Wednesday, January 21, 2015

Writing 101: Calling a Spade a Spade

You can call me an indie author if you like, but you can also call me an autonomous wordsmith if you really feel like it. 

Or maybe you'd better just stick with indie author. When you are one, you'll find that often simple language is the best. So when you're writing, let's just call a spade a spade. It takes too long to look for synonyms for the word shovel.

By Any Other Name

When you're writing about a shovel,  you can just call it a spade. People like flowery language, but they like simple honesty even more. When you're looking for a creative way to mention a shovel, or you're looking for a replacement for the word whisper, you're probably doing a little too much writing. You don't need to throw synonyms all over your book in order to make it good. For the most part, it's perfectly okay to end dialogue with "he said." 

Simple words don't equal simple writing. Many authors fear this. Instead of using straightforward language, they look for flowery and complicated words instead. But big words are not a hallmark of good writing. All the best books that were ever written are composed from straightforward words that reflect the way people are talking at that moment in history. You've probably used the word shovel several times in your life.
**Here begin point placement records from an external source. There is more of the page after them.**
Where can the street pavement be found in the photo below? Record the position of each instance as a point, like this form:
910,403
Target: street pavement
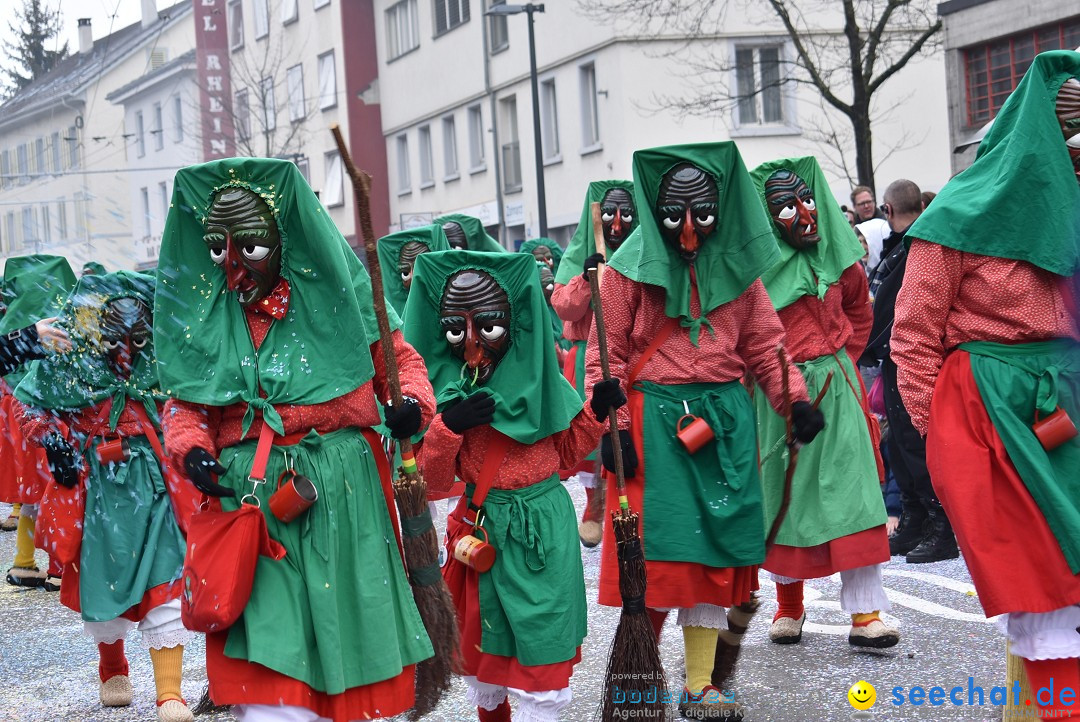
49,667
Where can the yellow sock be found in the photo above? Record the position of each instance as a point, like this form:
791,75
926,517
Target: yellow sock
24,543
700,643
167,665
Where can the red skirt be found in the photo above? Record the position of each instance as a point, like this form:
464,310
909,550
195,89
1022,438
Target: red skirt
1014,559
671,584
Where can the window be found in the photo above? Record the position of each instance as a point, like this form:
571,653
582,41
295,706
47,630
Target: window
261,18
139,138
991,71
758,86
327,81
404,184
475,139
427,160
590,113
159,127
269,109
235,25
334,188
511,148
449,148
549,120
500,36
296,101
289,11
177,119
449,14
243,114
403,28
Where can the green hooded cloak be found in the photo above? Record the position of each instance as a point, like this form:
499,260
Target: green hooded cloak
740,249
316,353
1020,200
526,412
81,377
390,248
581,245
475,235
811,271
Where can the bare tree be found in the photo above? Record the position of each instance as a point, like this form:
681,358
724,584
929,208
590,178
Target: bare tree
845,58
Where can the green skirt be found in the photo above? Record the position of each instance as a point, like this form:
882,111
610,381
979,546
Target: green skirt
836,490
337,612
130,539
532,600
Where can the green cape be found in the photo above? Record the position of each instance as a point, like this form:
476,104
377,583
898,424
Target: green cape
581,245
740,249
81,377
812,271
1020,200
390,248
526,412
475,235
316,353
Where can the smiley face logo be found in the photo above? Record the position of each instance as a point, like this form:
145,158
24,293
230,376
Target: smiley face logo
862,695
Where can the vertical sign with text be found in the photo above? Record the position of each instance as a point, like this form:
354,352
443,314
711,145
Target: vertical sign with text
215,96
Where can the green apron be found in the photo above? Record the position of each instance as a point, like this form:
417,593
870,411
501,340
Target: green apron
835,491
1015,381
532,600
337,611
130,539
704,507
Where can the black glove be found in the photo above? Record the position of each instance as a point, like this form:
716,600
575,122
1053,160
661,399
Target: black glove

How many times have you actually described one instead?

The most complicated plots can be described in simple words, and the story will still be amazing. The best books are easy to read, and they become popular when they're easy for everyone to read. To do that, you need to use simple language. So just call me a blogger, instead of a self-reliant Internet diarist. That way, you can focus on simply being an author rather than an as...well, just be an author.